Exemple : « On a rarement vu ça sur bellettris.fr. Mais ce n'est sans doute pas fini, on n'est qu'au début de l'après-midi. Il est 15h à la montre d'EdAlPo »

J’apprécie les phrases très visuelles comme :« Whacker dévore en première lecture, boit en seconde. Ses yeux se mouillent.. ». Et comme celle-ci aussi : « Déjà, les premières lueurs d'une aurore beurre frais adoucissent l'éclat électrique de sa feuille de papier. »
Il y a beaucoup de personnages dans une nouvelle somme toute assez courte, et ces personnages se suivent et sont assez peu différenciés, ce qui entraine une réelle lassitude. C’est répétitif et cela manque de piquant. Sauf, peut être le dernier qui se démarque par sa relation particulière avec ses parents.
La chute est sans trop de surprise mais fait un clin d’œil au début.
Bonne continuation à l'auteur

   costic   
16/2/2011
 a aimé ce texte 
Bien
En tant que membre d’un site d’écriture frère jumeau de bellettris j’ai goûté avec plaisir cette description satirique qui sait parfaitement accentuer certains traits comiques des affiliés.
On découvre avec plaisir la variété incroyable des personnes qui gravitent dans la sphère de ce club très ouvert. Je ne peux mettre de véritables pseudos sur les pseudos authentiques (qui gardent encore une part de mystère pour moi). Mais les penchants et les travers me semblent bien caricaturés. Un moment agréable et drôle, écriture impeccable. On envie quand même un peu cette admirable plume magique qui sait mettre presque tout le monde d’accord.

   Perle-Hingaud   
17/2/2011
 a aimé ce texte 
Un peu ↓
Je suis restée totalement en dehors de ce texte, par ailleurs bien écrit. Les nouvelles se référant au site sont finalement nombreuses, et sortir du déjà lu devient un réel pari…
Pour moi, ce pari n’est pas relevé. Je vais essayer d’expliquer pourquoi.

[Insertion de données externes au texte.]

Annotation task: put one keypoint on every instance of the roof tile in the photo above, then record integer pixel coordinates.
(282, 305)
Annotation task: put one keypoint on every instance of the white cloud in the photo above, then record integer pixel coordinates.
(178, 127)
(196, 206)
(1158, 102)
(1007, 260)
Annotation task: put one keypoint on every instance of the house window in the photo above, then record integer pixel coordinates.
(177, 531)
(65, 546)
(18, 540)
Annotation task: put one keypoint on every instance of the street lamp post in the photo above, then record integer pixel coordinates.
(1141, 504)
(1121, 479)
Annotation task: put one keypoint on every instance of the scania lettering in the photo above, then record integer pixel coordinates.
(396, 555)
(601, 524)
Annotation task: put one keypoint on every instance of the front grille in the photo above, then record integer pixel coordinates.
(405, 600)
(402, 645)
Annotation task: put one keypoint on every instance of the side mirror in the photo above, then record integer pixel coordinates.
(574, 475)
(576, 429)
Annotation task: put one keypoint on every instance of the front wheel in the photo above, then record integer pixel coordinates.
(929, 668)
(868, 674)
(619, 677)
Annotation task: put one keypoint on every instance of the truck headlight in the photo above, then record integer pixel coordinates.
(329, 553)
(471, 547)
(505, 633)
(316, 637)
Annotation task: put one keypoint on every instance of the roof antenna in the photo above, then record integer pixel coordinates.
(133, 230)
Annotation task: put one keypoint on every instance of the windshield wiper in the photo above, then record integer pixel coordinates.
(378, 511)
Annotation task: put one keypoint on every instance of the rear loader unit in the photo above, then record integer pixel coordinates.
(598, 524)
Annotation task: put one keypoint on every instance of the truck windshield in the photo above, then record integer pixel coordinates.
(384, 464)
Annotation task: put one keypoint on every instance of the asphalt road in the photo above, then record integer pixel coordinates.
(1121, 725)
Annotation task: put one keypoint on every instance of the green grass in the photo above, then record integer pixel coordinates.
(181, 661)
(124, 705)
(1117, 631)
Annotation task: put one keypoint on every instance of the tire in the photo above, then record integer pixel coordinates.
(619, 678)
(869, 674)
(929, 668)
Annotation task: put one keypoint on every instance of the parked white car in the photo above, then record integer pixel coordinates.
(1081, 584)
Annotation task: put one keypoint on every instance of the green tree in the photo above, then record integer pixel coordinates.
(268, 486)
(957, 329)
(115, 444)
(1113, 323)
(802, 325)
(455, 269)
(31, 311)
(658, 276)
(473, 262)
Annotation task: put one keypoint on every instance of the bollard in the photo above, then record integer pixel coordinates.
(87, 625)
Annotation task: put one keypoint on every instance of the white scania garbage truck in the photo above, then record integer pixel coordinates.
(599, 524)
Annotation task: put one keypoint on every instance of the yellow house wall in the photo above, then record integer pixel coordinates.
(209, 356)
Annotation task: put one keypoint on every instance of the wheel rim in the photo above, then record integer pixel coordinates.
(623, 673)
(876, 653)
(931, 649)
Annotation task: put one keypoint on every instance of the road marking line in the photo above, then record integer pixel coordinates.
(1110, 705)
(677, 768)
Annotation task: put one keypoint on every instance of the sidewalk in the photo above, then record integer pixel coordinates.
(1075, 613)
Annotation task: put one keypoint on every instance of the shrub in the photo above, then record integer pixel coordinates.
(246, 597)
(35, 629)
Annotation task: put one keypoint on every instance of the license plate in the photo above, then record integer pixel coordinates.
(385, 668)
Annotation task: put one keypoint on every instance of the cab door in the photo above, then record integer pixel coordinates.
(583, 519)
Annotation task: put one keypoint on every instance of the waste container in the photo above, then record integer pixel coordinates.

Je connais Matheson comme l’auteur de « Je suis une légende », c’est tout. Effectivement, je ne suis pas habituée au monde de la SF, donc je ne doute pas manquer de références. A présent, si trop de choses m’échappent, il y a peut être tout de même une question à se poser sur le propos de l’auteur : que veut-il dire dans ce texte ? comment s’y prend-t-il ?

Au fil de ma lecture :

- « En mai, mets ton cache-nez, pense-t-il. Et les travailleurs de nuit vont devoir mettre les bouchées doubles » : J’aimerais bien comprendre, je me sens bête sur ce coup là.

- « Ah je sens qu'ils vont l'adorer, celle-là. »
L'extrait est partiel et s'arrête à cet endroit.